Habituellement, on souhaite que les chrétiens aient un « témoignage fort » dans ses affirmations et son impact. Christian Ginouvier suggère qu'il serait plus fidèle à l'Évangile d'avoir un témoignage «faible », faible en ce sens qu'il ne chercherait pas à s'imposer ni à conquérir une place pour le christianisme, mais qu'il viserait à rendre service, à établir des liens, à favoriser des échanges. Le but du chrétien n'est pas de gagner et de conquérir les gens, mais de les aider à mieux vivre.

Pour un témoignage chrétien affaibli

J’aimerais, avec vous, réfléchir à cette question : faut-il tellement se préoccuper de notre identité chrétienne et/ou protestante, de la place qui nous est laissée par la laïcité, de la reconnaissance qui pourrait nous être accordée par la Cité, de la visibilité de notre Église, ou encore de la spécificité de notre témoignage ?

Le titre de cet article y apporte une réponse. Il traduit :

  • Ma réticence à l’idée plutôt répandue selon laquelle, pour témoigner, s’ouvrir aux autres ou œuvrer avec des non-chrétiens en vue du bien commun, il faut clairement et précisément savoir qui l’on est, ce que l’on croit (c’est ce que j’ai encore récemment entendu au sujet des relations interreligieuses) ; et affirmer plus haut et plus sûrement ce qui nous fonde et nous anime !
  • Et, en corollaire, mon souci de penser un témoignage qui soit le moins formel et le moins dogmatique possible ; un témoignage que je qualifierai de faible ou d’affaibli. Il me semble, en effet, qu’avec la fin de la philosophie métaphysique, du positivisme scientifique et des grandes idéologies, nous pouvons baisser un peu la garde et nous mettre davantage à portée de voix de nos contemporains.

« Confesser Jésus Christ dans une société laïque… »

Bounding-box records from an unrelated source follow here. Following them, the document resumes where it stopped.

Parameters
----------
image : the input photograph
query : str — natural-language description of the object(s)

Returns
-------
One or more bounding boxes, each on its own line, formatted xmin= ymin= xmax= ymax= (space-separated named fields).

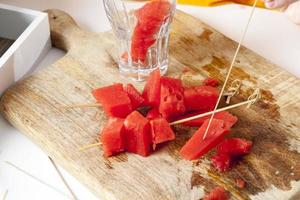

Pour illustrer les motifs que je viens d’évoquer, je retiendrai un exemple qui n’est sans doute pas le plus frappant, mais sur lequel nous allons être amenés à réfléchir, puisque c’est le thème des prochains synodes (régionaux et national) de l’Église Réformée de France : Confesser Jésus Christ dans une société laïque. Qu’est-ce qui fait autorité dans notre vie ?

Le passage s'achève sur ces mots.